Air Serbia is a rapidly growing European airline, but its expansion has come with increased unreliability. An investigation by BIRN found that almost a third of its flights were delayed between June and November 2019. Let’s have a look at why.
Air Serbia is rapidly expanding
This is impressive, but the 2019 network expansion did not come without a cost. It has now emerged that only 45% of Air Serbia’s flights between 1 June and 31 November 2019 arrived on time or early.
This is a direct consequence of the airline stretching its fleet to the maximum.
The total number of Air Serbia flights in this time period between June and November was 19 645, of which almost 1500 arrived with a delay of more than 45 minutes. This represents almost 10%.
Meanwhile, 23% of these 19 645 flights arrived within 15 minutes of the scheduled arrival time. 20% were between 15 and 45 minutes late and 2% were diverted.
Compared to the previous year, the number of severely delayed flights has almost doubled. Only 697 flights arrived more than 45 minutes late in 2018, compared to 1466 in 2019.
Where was Air Serbia delayed?
The Air Serbia services most often delayed include flights from Belgrade to Tivat and Podgorica in neighboring country Montenegro. This is unsurprising considering that Air Serbia flies there up to four times daily in the summer.
Other destinations that recorded many delayed Air Serbia flights include other high-frequency destinations like Paris (two daily), Athens (two daily) and Vienna (2 daily).
In Zurich, where Air Serbia flies up to three daily flights in the summer, 39% of all flights arrived more than 15 minutes late.
Reasons for delays
Just like TAROM, Air Serbia faces high operational costs because it does not operate a unified fleet. Furthermore, it operates a fleet of some very old aircraft.
It has four Boeing 737s that are 34 years old and six ATR 72 aircraft that are over 24 years old. Even its Airbus A319 and A320 aircraft are on average 18 years old.
The age of its fleet is one of the reasons why Air Serbia is contemplating Sukhoi as an option for fleet replacement. Air Serbia’s fleet age is not a safety concern, but it requires more maintenance which at times makes aircraft unavailable and is then translated into delays.
Impact on Air Serbia’s finances
Air Serbia noted in its financial report for 2018 that “traffic irregularities” cost it over €1.2m ($1.3m). Given that delays have more than doubled in 2019, the cost associated with delays has probably grown quite significantly.
Air Serbia operates an extensive destinations network, but its offering of transfer services is limited by their low frequency.
For example, if a passenger traveling from Krasnodar to London Heathrow with Air Serbia via Belgrade misses this connection on a workday, they need to wait until the following day for the next Air Serbia flight to London Heathrow.
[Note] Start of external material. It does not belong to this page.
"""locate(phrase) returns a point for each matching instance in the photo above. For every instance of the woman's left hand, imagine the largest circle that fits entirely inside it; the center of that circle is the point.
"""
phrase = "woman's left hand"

This means Air Serbia has to pay not only the delay compensation and food costs, but also overnight accommodation.
Furthermore, BIRN notes that Air Serbia has not always been paying out compensation that it is legally obliged to issue to passengers who experienced delays. This could cause serious harm to the airline’s reputation, which would negatively impact its demand among transfer passengers.